La prima guerra mondiale
L'esperienza della prima guerra mondiale mandò in crisi le sue convinzioni idealistiche, conducendolo verso lo scetticismo, la cui prima formulazione sono i Lineamenti di filosofia scettica del 1919. In quell'opera Rensi sosteneva che la guerra aveva distrutto la fede ottimistica nell'universalità della ragione, sostituendola con lo spettacolo tragico della sua pluriversalità, vale a dire dell'irriducibile conflittualità dei diversi punti di vista. Espose nella Filosofia dell'autorità (1921) la traduzione politica di questa concezione: poiché tutti i punti di vista politici sono sullo stesso piano, quello che andrà al potere lo farà con un atto di forza, tacitando tutti gli altri punti di vista. In quest'opera si è scorta una prima giustificazione dell'autoritarismofascista[2].
L'opposizione al fascismo
Il filosofo, tuttavia, dopo una prima simpatia per il fascismo nel periodo che va dal 1919 al 1922, ne divenne un fiero avversario quando Mussolini con metodi antidemocratici cominciò a perseguire il disegno dittatoriale[3]. Amico di Piero Martinetti, col quale condivideva il rifiuto dell'immanentismo idealistico crociano[4], cionondimeno nel 1925 sottoscrisse il Manifesto degli intellettuali antifascisti di Benedetto Croce, pagando questa scelta con la sospensione, nel 1927, dalla cattedra di filosofia morale all'Università di Genova. Prestò il giuramento di fedeltà al fascismo richiesto nel 1931 ai docenti delle università italiane, per "attaccamento alla cattedra", ma questa firma sarà per lui un "cruccio costante"[5]. Nonostante ciò venne arrestato insieme alla moglie e rinchiuso in carcere. Solo un abile stratagemma escogitato dall'amico e collega Emanuele Sella, che aveva pubblicato sul Corriere della Sera il necrologio del filosofo, diffondendo così la falsa notizia della sua morte, indusse il duce a rimettere prontamente in libertà i coniugi Rensi. Il dittatore temeva l'ondata di sdegno sollevatasi nel paese e all'estero per i metodi oppressivi del regime. Nel 1934, per la sua coerenza agli ideali di libertà, Rensi subì il definitivo allontanamento dalla cattedra e, fino alla sua scomparsa, fu comandato, da vigilato speciale, presso il centro bibliografico dell'ateneo genovese, per la compilazione della biografia ligure.

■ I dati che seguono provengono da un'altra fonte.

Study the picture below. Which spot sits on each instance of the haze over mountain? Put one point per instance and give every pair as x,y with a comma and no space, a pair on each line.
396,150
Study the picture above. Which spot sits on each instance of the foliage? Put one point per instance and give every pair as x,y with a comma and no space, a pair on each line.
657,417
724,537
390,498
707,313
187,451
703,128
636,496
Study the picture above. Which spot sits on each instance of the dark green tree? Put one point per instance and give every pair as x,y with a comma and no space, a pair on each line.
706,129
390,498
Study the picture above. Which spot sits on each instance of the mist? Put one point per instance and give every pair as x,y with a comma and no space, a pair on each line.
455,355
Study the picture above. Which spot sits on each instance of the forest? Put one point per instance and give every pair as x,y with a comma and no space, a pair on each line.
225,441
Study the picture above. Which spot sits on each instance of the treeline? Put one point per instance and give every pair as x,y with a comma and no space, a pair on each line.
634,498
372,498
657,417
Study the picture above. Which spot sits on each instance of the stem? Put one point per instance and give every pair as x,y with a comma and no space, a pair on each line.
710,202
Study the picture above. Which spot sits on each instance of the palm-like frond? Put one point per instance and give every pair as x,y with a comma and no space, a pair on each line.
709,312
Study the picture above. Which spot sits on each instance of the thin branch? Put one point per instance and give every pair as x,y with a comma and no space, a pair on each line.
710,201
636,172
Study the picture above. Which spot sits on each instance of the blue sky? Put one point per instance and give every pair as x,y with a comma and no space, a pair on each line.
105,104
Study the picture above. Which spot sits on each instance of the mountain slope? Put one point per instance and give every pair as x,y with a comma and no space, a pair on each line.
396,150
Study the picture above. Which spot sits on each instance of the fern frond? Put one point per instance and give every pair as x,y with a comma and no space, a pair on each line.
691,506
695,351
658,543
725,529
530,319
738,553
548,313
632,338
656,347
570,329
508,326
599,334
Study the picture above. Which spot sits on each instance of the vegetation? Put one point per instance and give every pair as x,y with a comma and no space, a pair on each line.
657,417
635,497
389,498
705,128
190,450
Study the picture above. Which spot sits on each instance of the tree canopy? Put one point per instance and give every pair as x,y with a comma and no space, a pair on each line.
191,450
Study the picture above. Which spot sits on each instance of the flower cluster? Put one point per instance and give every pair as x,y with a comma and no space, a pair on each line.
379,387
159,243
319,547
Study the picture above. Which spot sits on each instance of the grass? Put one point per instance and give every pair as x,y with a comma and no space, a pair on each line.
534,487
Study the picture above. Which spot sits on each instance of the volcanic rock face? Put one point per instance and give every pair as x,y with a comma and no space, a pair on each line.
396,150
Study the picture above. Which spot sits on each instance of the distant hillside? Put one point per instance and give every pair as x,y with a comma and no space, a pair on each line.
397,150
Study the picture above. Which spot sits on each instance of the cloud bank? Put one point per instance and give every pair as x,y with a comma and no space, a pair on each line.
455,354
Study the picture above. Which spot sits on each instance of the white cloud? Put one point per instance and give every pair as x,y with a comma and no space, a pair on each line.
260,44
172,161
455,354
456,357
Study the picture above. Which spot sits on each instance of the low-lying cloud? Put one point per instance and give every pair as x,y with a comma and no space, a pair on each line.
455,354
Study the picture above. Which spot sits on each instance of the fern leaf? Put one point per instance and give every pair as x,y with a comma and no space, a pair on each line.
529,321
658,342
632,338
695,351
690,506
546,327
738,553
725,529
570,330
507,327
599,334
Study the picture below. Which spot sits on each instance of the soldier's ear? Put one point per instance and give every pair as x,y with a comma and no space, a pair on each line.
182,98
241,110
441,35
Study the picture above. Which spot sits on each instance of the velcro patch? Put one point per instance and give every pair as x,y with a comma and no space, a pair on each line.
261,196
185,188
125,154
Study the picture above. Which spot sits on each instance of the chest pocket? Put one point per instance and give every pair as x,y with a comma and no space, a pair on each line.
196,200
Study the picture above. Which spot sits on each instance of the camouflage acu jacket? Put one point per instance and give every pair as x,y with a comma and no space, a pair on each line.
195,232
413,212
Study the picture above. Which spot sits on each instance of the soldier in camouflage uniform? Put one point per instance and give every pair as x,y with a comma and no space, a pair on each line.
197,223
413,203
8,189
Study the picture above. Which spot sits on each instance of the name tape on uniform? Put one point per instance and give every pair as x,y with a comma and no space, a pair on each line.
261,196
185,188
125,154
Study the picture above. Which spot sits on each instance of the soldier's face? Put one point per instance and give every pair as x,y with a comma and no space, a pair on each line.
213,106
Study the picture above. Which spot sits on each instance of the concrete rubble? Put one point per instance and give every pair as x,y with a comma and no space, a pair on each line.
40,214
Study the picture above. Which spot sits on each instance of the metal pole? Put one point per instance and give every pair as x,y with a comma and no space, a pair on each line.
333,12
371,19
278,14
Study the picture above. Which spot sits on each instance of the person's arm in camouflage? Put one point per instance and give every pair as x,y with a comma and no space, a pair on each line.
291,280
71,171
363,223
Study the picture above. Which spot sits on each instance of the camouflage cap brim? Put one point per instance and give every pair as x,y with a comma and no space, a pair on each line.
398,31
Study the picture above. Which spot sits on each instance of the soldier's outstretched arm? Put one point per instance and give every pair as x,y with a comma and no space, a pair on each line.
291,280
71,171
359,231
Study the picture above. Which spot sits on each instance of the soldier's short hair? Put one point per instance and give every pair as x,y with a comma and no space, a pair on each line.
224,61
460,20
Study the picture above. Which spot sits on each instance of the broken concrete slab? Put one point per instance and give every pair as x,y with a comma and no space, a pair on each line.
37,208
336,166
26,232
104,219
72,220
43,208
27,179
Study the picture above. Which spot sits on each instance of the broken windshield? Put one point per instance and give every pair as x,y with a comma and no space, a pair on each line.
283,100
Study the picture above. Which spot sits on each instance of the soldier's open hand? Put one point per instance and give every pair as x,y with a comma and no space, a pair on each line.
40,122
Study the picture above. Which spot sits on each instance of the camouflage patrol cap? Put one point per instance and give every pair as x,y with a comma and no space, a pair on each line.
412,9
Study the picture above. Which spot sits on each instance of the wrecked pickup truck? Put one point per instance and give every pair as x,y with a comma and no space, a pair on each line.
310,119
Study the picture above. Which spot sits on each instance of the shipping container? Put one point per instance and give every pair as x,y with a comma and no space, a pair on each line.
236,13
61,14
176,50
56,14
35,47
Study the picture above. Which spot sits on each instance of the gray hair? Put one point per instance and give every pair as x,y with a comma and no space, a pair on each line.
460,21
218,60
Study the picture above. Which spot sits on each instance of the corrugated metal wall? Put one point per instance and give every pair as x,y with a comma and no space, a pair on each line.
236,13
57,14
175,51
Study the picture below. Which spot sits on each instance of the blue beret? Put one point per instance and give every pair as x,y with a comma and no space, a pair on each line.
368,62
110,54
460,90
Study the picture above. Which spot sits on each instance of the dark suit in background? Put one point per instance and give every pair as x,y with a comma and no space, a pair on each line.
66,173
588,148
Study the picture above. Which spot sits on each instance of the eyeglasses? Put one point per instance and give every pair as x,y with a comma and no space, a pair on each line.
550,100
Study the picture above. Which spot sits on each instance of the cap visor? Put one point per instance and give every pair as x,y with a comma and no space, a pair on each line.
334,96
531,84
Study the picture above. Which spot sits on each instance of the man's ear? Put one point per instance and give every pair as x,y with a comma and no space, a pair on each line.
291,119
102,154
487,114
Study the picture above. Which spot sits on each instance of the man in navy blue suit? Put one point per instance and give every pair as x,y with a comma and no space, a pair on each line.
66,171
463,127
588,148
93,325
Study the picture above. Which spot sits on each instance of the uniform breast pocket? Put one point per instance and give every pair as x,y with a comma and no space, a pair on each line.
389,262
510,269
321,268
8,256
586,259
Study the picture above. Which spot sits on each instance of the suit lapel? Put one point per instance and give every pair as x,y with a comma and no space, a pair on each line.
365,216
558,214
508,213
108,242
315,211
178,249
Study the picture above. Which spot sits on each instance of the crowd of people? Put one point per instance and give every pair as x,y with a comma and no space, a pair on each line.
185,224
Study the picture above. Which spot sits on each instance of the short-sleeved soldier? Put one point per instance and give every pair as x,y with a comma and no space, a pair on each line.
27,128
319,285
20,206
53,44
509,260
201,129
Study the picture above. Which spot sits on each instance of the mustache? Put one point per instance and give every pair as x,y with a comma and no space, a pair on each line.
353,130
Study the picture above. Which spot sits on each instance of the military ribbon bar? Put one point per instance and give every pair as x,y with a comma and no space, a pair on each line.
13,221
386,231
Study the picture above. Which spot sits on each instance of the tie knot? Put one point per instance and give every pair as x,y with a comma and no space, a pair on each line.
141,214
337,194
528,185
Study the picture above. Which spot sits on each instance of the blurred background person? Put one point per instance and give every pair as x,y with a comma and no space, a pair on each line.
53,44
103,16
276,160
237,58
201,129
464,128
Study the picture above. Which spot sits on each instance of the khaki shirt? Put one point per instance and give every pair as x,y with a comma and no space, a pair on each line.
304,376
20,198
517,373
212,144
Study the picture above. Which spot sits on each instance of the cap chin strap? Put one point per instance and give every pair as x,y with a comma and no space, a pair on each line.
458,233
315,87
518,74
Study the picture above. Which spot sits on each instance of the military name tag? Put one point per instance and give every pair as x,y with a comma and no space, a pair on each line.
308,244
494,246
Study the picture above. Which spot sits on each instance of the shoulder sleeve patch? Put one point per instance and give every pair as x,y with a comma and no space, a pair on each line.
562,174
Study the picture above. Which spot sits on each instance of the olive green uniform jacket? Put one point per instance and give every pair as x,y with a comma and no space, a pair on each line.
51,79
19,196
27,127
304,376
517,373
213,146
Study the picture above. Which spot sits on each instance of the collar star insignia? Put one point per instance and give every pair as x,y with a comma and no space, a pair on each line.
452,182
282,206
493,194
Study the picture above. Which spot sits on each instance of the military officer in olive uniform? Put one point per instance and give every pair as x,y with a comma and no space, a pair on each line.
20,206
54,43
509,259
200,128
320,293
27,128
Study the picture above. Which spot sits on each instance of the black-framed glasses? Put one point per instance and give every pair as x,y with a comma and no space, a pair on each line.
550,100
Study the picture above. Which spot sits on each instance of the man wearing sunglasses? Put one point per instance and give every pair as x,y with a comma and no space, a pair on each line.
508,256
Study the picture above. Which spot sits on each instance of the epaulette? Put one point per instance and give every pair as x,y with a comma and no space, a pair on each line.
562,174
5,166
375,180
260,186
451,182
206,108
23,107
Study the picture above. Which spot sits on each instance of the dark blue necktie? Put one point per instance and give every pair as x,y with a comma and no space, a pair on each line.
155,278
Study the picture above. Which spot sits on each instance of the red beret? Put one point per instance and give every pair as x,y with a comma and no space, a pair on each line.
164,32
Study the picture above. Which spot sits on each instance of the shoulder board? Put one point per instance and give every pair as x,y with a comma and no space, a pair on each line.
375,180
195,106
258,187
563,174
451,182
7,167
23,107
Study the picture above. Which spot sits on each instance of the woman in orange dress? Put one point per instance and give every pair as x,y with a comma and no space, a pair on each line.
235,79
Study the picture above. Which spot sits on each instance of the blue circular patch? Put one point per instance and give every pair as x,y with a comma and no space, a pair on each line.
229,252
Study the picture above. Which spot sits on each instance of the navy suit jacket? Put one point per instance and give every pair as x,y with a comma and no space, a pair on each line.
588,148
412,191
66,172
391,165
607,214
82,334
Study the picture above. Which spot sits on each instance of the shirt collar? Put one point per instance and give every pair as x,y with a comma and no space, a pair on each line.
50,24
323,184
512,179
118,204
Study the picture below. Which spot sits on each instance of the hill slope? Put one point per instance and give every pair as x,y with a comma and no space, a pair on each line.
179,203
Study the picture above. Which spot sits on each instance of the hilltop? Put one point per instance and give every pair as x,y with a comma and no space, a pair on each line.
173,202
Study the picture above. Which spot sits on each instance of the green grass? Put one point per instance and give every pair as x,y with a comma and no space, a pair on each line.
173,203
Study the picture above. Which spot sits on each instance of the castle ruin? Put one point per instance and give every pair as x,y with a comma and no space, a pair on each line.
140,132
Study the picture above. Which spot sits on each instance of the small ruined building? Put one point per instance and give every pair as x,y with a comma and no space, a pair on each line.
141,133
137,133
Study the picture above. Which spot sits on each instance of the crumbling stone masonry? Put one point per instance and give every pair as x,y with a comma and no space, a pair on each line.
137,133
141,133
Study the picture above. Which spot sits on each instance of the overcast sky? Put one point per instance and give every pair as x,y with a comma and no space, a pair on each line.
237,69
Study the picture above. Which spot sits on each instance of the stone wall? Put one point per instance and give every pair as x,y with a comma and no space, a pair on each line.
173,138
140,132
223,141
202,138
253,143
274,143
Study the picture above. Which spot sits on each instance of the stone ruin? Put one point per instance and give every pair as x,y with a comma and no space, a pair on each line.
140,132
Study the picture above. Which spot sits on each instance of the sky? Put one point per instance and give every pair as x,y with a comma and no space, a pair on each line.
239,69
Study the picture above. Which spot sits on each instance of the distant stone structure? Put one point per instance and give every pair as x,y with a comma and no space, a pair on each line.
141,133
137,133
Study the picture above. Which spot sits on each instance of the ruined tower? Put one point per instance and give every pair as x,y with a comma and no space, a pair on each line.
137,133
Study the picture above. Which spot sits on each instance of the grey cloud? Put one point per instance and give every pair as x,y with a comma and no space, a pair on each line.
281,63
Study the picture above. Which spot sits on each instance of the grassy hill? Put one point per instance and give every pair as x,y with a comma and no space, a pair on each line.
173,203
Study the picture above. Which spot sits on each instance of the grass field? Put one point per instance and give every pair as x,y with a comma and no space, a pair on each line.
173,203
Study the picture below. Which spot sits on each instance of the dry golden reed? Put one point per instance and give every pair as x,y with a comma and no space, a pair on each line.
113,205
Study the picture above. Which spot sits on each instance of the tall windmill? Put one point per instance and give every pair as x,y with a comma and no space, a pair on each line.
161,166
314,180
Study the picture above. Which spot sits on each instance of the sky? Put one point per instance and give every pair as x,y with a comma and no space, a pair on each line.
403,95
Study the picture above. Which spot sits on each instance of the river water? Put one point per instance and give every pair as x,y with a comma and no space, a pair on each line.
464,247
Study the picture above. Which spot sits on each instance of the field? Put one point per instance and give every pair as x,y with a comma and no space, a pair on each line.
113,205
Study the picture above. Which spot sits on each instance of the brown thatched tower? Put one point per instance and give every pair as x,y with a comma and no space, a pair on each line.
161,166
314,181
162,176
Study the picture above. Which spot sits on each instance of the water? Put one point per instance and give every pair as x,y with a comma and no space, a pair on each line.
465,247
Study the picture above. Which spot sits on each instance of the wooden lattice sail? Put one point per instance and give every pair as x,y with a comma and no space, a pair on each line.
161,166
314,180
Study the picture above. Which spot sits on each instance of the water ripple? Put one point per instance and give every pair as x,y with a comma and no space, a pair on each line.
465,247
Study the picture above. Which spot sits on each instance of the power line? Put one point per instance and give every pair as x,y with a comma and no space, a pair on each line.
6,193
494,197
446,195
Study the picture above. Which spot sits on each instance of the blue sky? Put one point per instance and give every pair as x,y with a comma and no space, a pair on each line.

Nonostante il doloroso distacco dalla scuola dove aveva insegnato per diciassette anni, continuò la sua attività filosofica e letteraria, pubblicando in quegli anni alcune fra le sue opere più significative, e collaborando al quotidiano socialista genovese Il Lavoro, l'unico foglio che accoglieva testi di personalità che non avevano fatto atto di sottomissione al fascismo.
La morte
Fu ricoverato per un malore il 9 febbraio 1941 all'Ospedale Galliera mentre infuriava il bombardamento della flotta inglese sulla città, per essere operato d'urgenza. Tuttavia l'azione militare danneggiò alcune sale dell'edificio e i medici dovettero rinviare l'intervento, una fatalità che non lasciò scampo a Rensi, che morì il 14 febbraio.[6] Ai funerali pochi amici ed ex allievi poterono seguire per breve tratto il carro funebre. La polizia, che aveva vietato quest'ultimo devoto omaggio, disperse il funerale, schedando alcuni discepoli. Rensi, anche morto, turbava il potere. Sulla tomba nel Cimitero monumentale di Staglieno un'epigrafe riassume uno stile di vita ed esprime il suo dissenso, la sua resistenza e indipendenza intellettuale: «Etsi omnes, non ego» (Anche se tutti, non io).
L'altorilievo
Nella Biblioteca di Filosofia dell'ateneo genovese, in Via Balbi 4, è presente un altorilievo bronzeo che ritrae il filosofo. L'incisione sottostante lo ricorda così:
Al Filosofo Giuseppe Rensi che visse contro la corrente del fiume di questa vita solo contro tutte le ingiustizie del mondo. Umanamente certo del loro trionfo sovrumanamente proteso al miracolo della loro sconfitta.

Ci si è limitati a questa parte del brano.